You obviously don't have a son. If you did, you would know there are books that boys actively like to read - they will do so voluntarily - and books that boys actively hate to read. Women English teachers (a redundant formulation, I know) are seemingly only capable of assigning the latter as class reading. I suspect it's because they are only assigning books they like without any thought for what boys like. Last year DS said his teacher told the class they could choose from among five books to write a report on - she said "you will really like these books!" - and every single one of them was a book designed to appeal only to girls. Talk about completely oblivious.


PP. I don't have a son your age. From my experiences 20 years ago it was the complete opposite. All of the books were about nature, seafaring, war and other masculine stuff. Most assigned reading bored me to tears but I still had good grades. It was great to read anything a bit modern like 1984, which was still male oriented but at least had psychological themes. I can hardly remember a time that we read anything that would tend to appeal to girls other than some scenes Romeo & Juliet. And it was for precisely the reason you stated: boys will only voluntarily read boy stuff but girls will tolerate boy stuff, so we, girls, had to read stuff like Call of the Wild. However, we survived and did our assignments.


That was back when boys were doing roughly as well as girls in school. Sure that's making the point you think it is? Sounds like we need to go back to that era to me.


If the boys can't adjust to even reading something that's not their favorite type of book, why should they be doing as well in school? What if they decide history, science, and math are boring too?

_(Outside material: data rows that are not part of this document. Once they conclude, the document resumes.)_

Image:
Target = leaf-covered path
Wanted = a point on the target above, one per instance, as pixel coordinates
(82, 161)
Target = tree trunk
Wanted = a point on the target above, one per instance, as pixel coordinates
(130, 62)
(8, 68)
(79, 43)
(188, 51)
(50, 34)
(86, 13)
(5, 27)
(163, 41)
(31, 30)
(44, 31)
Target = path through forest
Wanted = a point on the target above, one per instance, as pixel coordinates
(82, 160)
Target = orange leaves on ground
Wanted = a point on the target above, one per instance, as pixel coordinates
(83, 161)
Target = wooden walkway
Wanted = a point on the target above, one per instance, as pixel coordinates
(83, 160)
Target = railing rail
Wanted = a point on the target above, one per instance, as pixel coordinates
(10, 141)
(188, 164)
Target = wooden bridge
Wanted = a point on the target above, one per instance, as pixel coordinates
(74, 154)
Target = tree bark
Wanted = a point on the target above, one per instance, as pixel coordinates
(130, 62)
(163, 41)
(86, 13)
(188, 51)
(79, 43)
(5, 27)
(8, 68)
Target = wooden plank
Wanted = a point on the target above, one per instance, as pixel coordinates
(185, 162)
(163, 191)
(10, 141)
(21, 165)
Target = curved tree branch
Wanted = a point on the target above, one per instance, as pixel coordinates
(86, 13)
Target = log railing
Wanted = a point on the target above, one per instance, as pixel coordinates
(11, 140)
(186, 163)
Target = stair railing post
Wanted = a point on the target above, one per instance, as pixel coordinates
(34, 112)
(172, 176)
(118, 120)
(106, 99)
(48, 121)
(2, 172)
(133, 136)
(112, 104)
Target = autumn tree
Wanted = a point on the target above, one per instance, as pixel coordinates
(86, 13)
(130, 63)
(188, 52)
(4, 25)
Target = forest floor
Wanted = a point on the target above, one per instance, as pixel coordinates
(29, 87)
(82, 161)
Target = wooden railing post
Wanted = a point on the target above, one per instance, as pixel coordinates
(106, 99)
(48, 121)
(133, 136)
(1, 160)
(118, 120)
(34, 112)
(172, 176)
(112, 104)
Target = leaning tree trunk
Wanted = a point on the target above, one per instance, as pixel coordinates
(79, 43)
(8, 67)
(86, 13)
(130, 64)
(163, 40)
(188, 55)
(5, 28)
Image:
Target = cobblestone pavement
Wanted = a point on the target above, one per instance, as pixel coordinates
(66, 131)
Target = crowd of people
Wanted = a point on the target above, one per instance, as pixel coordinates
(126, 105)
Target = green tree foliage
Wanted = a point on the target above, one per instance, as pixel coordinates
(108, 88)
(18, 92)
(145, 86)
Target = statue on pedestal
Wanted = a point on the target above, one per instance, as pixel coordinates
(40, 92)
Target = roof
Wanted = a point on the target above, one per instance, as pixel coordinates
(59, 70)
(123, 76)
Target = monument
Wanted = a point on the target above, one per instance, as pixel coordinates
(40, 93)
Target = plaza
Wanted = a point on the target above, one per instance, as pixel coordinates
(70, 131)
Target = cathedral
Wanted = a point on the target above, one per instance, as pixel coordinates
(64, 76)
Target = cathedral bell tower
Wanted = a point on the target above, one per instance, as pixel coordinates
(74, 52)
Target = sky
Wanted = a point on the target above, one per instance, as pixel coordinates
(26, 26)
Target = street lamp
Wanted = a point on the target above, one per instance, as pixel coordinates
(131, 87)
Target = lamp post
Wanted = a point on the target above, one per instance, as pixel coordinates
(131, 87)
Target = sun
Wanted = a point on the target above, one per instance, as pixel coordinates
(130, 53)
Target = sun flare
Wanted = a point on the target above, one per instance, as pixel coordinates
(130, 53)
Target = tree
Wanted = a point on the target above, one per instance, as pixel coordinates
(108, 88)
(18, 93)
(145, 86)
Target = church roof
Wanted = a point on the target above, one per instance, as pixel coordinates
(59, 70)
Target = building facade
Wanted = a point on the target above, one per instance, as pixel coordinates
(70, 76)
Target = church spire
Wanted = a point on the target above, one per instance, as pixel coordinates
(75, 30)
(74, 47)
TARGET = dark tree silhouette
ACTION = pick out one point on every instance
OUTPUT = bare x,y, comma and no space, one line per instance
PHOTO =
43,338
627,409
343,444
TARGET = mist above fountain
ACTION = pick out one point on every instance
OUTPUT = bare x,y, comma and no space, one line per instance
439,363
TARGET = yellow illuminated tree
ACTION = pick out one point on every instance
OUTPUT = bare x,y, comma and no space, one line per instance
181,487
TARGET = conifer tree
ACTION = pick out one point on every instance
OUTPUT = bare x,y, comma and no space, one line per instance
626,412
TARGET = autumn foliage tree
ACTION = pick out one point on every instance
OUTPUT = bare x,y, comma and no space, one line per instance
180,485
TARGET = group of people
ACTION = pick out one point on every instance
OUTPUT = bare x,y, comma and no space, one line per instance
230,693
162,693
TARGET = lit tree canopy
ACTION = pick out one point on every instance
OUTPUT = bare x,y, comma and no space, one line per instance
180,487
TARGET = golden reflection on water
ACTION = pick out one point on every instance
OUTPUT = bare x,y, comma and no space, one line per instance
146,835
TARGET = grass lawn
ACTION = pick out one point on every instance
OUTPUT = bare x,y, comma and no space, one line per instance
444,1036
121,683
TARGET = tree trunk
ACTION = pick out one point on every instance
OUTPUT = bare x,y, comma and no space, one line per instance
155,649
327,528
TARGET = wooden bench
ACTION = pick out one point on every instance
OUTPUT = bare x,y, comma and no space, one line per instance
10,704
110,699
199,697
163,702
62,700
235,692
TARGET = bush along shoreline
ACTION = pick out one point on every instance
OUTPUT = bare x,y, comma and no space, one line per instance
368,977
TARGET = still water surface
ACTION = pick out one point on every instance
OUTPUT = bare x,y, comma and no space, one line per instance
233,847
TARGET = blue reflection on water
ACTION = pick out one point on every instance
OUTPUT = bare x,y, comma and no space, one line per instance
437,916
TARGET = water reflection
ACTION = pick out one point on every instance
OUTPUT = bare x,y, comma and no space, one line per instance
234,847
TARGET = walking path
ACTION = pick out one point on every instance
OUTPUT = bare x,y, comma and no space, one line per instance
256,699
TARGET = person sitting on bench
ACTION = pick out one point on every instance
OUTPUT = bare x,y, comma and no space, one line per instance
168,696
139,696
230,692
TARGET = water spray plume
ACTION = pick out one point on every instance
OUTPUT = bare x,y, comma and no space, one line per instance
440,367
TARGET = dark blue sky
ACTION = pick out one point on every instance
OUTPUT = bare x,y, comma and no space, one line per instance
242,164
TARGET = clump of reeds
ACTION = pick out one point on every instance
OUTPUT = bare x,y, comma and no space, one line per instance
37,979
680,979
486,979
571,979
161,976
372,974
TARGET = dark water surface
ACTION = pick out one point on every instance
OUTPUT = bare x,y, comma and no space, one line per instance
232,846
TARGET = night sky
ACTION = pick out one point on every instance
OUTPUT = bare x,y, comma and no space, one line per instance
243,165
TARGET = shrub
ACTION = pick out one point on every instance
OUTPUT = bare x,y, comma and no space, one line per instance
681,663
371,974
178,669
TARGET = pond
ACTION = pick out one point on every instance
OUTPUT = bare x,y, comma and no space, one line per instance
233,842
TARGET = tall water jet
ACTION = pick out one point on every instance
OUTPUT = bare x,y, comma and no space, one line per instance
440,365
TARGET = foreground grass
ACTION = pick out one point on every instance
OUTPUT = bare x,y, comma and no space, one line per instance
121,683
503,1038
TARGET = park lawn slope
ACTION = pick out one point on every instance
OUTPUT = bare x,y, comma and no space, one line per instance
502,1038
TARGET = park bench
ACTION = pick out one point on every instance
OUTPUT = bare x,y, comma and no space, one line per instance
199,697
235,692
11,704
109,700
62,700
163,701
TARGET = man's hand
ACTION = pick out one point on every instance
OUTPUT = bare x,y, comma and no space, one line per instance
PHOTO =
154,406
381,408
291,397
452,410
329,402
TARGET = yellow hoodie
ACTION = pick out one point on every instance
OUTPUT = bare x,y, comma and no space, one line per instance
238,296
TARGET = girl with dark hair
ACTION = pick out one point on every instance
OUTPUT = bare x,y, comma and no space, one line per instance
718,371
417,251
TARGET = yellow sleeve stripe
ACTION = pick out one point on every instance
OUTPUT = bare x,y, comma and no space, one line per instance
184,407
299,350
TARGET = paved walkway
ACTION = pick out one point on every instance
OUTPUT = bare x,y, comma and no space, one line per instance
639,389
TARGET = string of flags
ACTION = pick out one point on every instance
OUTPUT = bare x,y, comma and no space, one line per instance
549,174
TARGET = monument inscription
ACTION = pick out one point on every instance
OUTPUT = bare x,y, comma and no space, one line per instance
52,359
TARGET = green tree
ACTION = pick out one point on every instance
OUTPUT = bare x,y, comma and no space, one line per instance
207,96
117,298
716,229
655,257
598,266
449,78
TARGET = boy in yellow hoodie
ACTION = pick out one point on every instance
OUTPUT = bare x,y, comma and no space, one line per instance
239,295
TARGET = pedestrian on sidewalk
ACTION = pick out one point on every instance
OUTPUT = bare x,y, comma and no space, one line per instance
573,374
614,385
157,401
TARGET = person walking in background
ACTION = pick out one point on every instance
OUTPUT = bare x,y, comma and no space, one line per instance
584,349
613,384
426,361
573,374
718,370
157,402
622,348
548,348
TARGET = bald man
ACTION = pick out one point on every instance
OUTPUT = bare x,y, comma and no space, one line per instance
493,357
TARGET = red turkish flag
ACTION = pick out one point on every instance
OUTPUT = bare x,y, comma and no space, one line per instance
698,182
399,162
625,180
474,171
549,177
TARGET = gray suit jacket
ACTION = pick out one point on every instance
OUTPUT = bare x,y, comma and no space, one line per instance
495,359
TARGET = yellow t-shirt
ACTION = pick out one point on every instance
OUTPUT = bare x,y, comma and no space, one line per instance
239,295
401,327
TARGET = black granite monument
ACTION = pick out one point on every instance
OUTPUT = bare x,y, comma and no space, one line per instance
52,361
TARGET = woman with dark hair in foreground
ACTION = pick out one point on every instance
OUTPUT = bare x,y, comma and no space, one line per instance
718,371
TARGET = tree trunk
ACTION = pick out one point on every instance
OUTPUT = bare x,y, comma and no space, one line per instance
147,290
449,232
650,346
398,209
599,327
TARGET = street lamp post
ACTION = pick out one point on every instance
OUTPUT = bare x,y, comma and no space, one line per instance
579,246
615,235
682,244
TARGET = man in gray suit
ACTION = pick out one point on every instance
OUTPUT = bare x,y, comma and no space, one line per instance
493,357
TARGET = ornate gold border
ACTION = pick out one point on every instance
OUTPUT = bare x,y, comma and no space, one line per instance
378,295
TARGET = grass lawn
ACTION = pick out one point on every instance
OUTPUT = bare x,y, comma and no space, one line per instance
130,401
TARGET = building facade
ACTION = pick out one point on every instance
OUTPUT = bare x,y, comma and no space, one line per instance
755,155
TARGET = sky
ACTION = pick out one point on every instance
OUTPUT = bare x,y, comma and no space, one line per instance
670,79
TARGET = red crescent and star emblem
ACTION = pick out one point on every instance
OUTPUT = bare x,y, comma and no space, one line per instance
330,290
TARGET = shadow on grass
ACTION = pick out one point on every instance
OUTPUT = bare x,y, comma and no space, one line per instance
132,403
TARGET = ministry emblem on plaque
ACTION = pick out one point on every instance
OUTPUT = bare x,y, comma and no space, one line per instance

Do they just get to play action figures then?


I’m sorry but parsing the emotions of some woman of color after she was allegedly raped just isn’t that interesting


Weren't you going to share your son's reading list?


I forgot the names and he is out with his bros but one had to do with some indigenous girl on a reservation. 3/6 books revolves around a rape. They were almost all written by female POCs. The one interesting book was Gatsby and teacher apologized for including it at open school night but said it was “actually a good book.”


With all of the stuff going on with school libraries and sex, I'm awfully surprised that parents haven't complained about all these rape books...


My daughter was also subjected to a lot of books that included rape scenes. These were authored by male POC. Some BIPOC parents asked the school for more upbeat books since they thought it was depressing. The kids prefers Gatsby.


Any of these books on the list?

https://jocolibrary.bibliocommons.com/list/share/186066773/1069795477

I have a son in a MD public school and he has never read any books on rape, sexual/ gender identity, etc.